La compromissione dell’amore con il paradigma mercantilista e liberale è esplorata anche da Alain Badiou. Nel suo Elogio dell’amore, analizza la pubblicità del celebre sito d’incontri Meetic secondo cui si può essere innamorati «senza cadere nell’amore». Il sito fornisce un coaching amoroso che istruisce a un amore senza rischi: «se si soffre, è perché non si sono prese le misure necessarie». Un paradigma ingannevole che «ci fa credere sia possibile calcolare con precisione, evitando il rischio di rimetterci, ci fa credere che i conti tornino». Farne un campo sicuro significa ridurre l’amore alla «gestione di una qualsiasi compagnia assicurativa». Se Badiou parla di “minaccia assicurativa”, Daniel Mundo definisce quest’attitudine “capitalismo affettivo” mentre Anne Dufourmantelle parla di un “mercato mondiale della rassicurazione” orientato da un principio di precauzione.
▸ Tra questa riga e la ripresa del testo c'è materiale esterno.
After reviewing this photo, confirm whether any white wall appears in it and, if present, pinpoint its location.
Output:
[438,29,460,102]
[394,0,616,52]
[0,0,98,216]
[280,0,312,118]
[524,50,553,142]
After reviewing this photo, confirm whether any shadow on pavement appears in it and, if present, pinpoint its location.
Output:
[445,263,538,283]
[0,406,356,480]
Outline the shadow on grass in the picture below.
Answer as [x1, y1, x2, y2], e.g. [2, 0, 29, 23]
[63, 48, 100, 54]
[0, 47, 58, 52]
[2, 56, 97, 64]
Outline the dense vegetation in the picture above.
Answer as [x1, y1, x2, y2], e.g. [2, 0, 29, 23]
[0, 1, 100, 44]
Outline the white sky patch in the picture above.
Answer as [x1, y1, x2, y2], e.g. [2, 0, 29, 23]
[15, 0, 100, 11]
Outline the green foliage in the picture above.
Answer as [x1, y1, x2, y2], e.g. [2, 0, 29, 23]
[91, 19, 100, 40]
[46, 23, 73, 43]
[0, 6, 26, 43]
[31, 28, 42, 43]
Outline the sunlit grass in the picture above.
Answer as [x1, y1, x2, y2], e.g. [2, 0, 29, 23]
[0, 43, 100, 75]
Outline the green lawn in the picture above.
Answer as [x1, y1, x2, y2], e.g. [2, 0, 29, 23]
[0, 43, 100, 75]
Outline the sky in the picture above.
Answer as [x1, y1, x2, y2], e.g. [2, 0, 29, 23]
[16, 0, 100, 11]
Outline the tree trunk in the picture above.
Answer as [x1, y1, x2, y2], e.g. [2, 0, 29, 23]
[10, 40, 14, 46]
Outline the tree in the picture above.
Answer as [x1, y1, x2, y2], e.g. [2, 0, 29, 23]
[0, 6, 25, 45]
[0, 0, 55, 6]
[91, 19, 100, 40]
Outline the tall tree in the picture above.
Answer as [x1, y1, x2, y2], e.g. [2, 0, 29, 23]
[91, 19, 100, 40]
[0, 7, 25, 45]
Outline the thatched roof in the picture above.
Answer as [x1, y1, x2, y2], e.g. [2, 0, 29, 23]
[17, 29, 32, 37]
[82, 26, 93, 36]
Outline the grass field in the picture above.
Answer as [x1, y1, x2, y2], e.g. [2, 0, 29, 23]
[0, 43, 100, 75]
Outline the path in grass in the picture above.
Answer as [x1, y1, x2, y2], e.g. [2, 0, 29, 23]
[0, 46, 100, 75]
Un discorso che trasforma gli amanti in contabili. In questa logica persino il sintagma “amore libero” è al servizio di un precetto economico: «bisogna godersela, non bisogna annoiarsi, non si deve soffrire» per restare performanti e produttivi. «Da qui l’insistenza nell’aggettivarlo, nell’addomesticarlo: amore sano, amore malato, amore tossico, coppia aperta, coppia chiusa». Invece, l’esperienza amorosa dilata le reti del linguaggio e del tempo. È una divagazione rischiosa perché Eros «non è utile, non è un programma», ma lascia in vista «vuoti, iati, discontinuità». Come scriveva Bataille: «Nell’erotismo, io mi ci perdo». Nel suo elogio della fragilità e del segreto, la Dufourmantelle ha dichiarato che «il vero tempo è sempre perduto». Quello dell’amore, ha scritto Roland Barthes, è «un tempo bucato. Un tempo in briciole» fatto di «speranze, disperazioni, contingenze, intralci, futilità, assenze, contrattempi».
Eppure
L’atto politico di Alexandra Kohan è quindi un atto linguistico. Il linguaggio poetico riabilita le divaricazioni e le contraddizioni di un’esperienza in cui si tratta di «indovinare sbagliando e trovare perdendo. L’amore è un malinteso sull’incontro». Ridurre il margine di questo enigma è una tecnica di confinamento linguistico che prelude ad altre forme di internamento. La Kohan si rivolta: «Bisogna trovare degli spiragli dove poter imbucare, contrabbandare, l’amore, in modo tale che questo mostro chiamato mercato possa nel frattempo distrarsi con altre prede». Cosa resta? Resta la poesia, come voce dell’indicibile, del corpo e dell’erotismo. I protocolli uccidono il desiderio. Così le sigle e le definizioni. Oltre queste barriere, direbbe Lacan, ci sono le maglie bucate dell’Altro: i buchi senza fondo del linguaggio attorno ai quali prosperano le invenzioni dell’amore. Non si torna a fare uno. L’amore resta tra due, in spazi governati da quel non so cosa che rende l’altro irresistibile. L’io non è padrone in casa propria: su questa tessera Freud ha ordito la trama del suo discorso. L’esperienza analitica, al pari dell’amore, «ci rende estranei a noi stessi, ci de-familiarizza». Amare implica sempre la possibilità di allontanarsi. Come successe al giovane Freud quando deviò in modo inatteso un percorso di studi che pareva destinale inventando, così, la psicoanalisi. Per deviazione improvvisa nasce anche la sessualità. E l’amore, che dirotta e deraglia ma amplia i confini del reale perché aggiunge nuove maglie al linguaggio. È Rilke a dirlo: solo «gli amanti potrebbero, nell’aria della notte, dire meraviglie».